Solana Wallet Rpc
Security checks across static analysis, malware telemetry, and agentic risk
Overview
This is a purpose-aligned Solana wallet helper, but it handles local private keys and can submit a deposit transaction if explicitly invoked.
Install only if you want an agent to operate a Solana wallet. Prefer a new devnet-only keypair, explicitly set the keypair path and RPC network, protect the generated keypair file, and never allow mainnet use or --execute deposits unless you have reviewed and approved the exact transaction details.
Static analysis
No static analysis findings were reported for this release.
VirusTotal
VirusTotal findings are pending for this skill version.
Risk analysis
Artifact-based informational review of SKILL.md, metadata, install specs, static scan signals, and capability signals. ClawScan does not execute the skill or run runtime probes.
If pointed at a real funded wallet, the agent can use that wallet for signing and supported wallet operations.
The skill clearly discloses that it handles Solana private key material, which gives signing authority over the corresponding wallet.
This skill creates and uses local Solana private key files. Treat all generated or configured keypair files as secrets.
Use a dedicated devnet keypair by default, set SOLANA_WALLET_KEYPAIR explicitly, and avoid using a mainnet or funded wallet unless you intentionally want the agent to have that authority.
A deposit transaction can move USDC to the RockPaperClaw program when the execute flag is used.

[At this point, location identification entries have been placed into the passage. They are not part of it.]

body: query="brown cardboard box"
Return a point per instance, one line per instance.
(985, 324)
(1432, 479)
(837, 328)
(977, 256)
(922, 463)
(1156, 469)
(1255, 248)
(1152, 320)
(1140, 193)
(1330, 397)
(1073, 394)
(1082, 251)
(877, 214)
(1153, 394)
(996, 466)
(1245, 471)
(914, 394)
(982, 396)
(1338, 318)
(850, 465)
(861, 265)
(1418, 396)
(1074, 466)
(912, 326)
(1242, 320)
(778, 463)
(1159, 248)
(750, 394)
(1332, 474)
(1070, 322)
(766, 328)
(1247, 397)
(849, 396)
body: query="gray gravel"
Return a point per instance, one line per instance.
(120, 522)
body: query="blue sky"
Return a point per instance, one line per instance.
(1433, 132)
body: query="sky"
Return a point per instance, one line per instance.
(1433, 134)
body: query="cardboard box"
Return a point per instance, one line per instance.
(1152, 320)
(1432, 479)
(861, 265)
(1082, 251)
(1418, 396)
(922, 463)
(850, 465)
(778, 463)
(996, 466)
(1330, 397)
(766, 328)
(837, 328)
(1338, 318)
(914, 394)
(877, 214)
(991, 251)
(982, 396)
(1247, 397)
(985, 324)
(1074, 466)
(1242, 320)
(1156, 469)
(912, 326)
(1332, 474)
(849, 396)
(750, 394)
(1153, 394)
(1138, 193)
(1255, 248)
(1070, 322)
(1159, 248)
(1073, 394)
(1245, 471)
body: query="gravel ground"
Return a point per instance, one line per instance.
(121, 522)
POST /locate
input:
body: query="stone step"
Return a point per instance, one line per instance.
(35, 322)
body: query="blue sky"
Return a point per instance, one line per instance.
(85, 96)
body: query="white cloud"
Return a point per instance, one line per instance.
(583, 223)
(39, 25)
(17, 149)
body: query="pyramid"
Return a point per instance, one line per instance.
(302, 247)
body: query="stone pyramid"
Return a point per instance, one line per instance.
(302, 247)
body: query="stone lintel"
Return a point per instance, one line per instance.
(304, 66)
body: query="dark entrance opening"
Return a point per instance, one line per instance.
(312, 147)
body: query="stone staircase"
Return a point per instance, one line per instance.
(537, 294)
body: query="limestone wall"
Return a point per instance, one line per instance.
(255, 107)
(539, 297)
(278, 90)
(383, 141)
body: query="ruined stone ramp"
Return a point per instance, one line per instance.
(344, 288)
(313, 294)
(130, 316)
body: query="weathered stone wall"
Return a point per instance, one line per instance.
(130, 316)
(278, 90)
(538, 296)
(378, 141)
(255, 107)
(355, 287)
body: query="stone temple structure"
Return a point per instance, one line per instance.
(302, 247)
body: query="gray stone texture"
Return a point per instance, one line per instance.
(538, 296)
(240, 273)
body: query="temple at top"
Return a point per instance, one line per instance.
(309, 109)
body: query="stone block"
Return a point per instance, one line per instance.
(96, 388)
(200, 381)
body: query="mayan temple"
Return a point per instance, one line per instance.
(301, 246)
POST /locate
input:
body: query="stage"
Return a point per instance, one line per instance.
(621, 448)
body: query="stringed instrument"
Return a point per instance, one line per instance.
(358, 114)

The code includes a fund-moving RockPaperClaw deposit path, but it requires an explicit keypair and the documented workflow defaults to preview unless --execute is supplied.
throw new Error('Fund-moving commands require an explicit keypair via --keypair or SOLANA_WALLET_KEYPAIR');Review the preview output, verify the program ID, mint, amount, and wallet address, and only allow --execute after explicit user approval.
Dependency updates from npm could affect wallet behavior or security over time.
The skill relies on npm packages with semver range specifiers; these dependencies are purpose-aligned, but installs may resolve to newer package versions.
"dependencies": { "@solana/spl-token": "^0.4.13", "@solana/web3.js": "^1.98.4", "bs58": "^6.0.0", "tweetnacl": "^1.0.3" }Install only from the skill directory, consider using a lockfile or reviewed dependency versions, and keep the dependency set limited to the documented packages.